Im zehnten Doppel-Episodenblock von „Kampf der RealityAllstars“ auf RTLZWEI ist Georgina Fleur mit einem Vorwurf konfrontiert worden, der in die Pose der selbstinszenierten Luxusfrau nicht passt. Giuliana Farfalla sagte der 34-Jährigen vor laufender Show: „Hol ihn nach Hause nach Dubai, du schuldest mir doch noch 10 k, deswegen: Gewinn mal das Ding, Süße!“
Die Bemerkung ließ keinen großen Interpretationsspielraum. Farfalla stellte damit öffentlich in den Raum, dass Fleur ihr noch 10.000 Euro schulde. Gerade weil Fleur sich auf Social Media als reiche Luxuslady präsentiert, traf der Satz den Ton der Sendung besonders hart. Ausgerechnet in einer Runde, in der Status, Image und alte Rechnungen regelmäßig aufeinanderprallen, wurde der Geldvorwurf zum Moment, über den im Haus nicht hinwegzugehen war.

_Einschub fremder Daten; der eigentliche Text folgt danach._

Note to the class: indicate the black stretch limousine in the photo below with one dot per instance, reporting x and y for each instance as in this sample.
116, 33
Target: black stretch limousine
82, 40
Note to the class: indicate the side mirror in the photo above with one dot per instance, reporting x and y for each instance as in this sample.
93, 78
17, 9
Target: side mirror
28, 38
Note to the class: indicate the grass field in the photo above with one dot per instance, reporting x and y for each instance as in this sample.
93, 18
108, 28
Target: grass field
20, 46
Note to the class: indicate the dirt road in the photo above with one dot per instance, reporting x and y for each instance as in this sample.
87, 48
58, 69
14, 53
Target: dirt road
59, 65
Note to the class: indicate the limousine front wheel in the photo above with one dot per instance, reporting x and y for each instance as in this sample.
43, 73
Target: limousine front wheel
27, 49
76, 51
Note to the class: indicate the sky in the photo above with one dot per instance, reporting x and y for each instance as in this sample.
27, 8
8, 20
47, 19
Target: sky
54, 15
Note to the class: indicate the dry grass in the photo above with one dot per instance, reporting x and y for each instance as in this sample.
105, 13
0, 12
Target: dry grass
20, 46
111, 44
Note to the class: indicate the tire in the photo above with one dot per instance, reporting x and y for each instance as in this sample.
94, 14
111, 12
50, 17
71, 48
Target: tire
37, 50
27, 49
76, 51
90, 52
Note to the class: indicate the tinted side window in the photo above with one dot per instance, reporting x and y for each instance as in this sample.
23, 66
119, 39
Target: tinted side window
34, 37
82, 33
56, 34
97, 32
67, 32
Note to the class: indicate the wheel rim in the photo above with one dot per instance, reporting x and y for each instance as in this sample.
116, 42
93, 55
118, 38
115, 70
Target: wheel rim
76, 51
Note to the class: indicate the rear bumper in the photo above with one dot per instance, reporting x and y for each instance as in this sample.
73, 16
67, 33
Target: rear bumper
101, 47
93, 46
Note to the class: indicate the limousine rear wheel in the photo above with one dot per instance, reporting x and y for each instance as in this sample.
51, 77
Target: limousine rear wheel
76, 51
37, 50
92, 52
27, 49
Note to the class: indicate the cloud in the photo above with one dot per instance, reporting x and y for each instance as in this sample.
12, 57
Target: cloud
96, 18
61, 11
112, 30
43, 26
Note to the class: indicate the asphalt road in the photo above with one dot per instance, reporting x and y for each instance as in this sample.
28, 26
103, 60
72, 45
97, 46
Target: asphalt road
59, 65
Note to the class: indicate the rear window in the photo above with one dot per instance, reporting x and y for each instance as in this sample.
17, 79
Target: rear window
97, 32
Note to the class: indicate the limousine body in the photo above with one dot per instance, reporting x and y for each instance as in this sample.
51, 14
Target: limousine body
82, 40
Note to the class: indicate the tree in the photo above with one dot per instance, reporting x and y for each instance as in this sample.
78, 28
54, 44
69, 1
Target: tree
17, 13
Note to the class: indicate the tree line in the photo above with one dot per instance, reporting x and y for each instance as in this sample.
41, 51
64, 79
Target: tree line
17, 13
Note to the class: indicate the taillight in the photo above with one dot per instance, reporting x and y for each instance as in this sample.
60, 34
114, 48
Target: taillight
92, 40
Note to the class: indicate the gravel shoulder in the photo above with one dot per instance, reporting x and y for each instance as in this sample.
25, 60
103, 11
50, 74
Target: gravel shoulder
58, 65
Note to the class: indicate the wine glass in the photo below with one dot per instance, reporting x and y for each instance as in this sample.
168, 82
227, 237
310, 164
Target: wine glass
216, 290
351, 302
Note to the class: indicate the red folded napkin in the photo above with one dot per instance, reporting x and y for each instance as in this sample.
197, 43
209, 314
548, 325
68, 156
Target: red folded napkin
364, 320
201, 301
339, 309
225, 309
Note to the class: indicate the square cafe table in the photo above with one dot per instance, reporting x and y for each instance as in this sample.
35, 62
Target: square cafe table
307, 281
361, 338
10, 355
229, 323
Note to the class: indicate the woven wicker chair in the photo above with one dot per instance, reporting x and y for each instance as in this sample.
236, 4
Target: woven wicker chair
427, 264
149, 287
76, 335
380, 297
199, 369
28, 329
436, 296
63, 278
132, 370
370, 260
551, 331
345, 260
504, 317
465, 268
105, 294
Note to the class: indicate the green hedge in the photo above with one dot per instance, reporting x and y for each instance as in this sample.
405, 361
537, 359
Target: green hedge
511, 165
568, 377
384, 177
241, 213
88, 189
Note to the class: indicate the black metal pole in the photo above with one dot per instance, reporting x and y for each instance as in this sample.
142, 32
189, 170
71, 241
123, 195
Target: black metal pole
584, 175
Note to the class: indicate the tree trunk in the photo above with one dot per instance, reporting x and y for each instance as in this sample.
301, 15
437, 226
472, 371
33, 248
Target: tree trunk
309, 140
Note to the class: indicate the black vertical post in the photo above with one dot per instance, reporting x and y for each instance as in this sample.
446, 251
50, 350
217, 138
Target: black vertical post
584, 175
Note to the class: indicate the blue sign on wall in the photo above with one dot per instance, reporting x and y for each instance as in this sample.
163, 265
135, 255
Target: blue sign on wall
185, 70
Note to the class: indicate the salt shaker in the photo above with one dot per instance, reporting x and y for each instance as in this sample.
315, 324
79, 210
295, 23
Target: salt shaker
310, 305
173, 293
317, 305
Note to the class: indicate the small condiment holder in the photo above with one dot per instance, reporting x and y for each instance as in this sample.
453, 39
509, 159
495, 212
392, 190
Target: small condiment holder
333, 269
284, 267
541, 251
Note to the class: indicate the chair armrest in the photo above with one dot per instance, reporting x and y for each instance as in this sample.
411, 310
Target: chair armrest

Ausgestrahlt wurde die zehnte Doppelfolge der Trash-Show als Teil von Folge 19/20 auf RTLZWEI; parallel ist das Format auch bei RTL+ abrufbar. Vor der Episode hatte Elena Miras die Sendung aus gesundheitlichen Gründen verlassen. Für ihren Platz sollte nur eine Person zurückkehren können. Die Produktion ließ dafür vier zuvor ausgeschiedene Kandidaten per mysteriöser Sprachnachricht ihre Rückkehr ankündigen: Paco Herb, Serkan Yavuz, Giuliana Farfalla und Sam Dylan.
Am Ende setzte sich Dylan im Wettbewerb um das Rückkehrticket durch und zog für Miras wieder ein. Kate Merlan freute sich sichtbar über seine Rückkehr. Bei Emmy Russ und Fleur kam die Nachricht dagegen schlecht an. Für beide war Dylan kein willkommener Neuzugang, zumal er zuvor schon maßgeblich daran beteiligt gewesen war, dass Fleur die Show verlassen musste. Dass er nun ausgerechnet in ihre Lücke zurückkehrte, verschärfte die Reibung im Haus noch einmal deutlich.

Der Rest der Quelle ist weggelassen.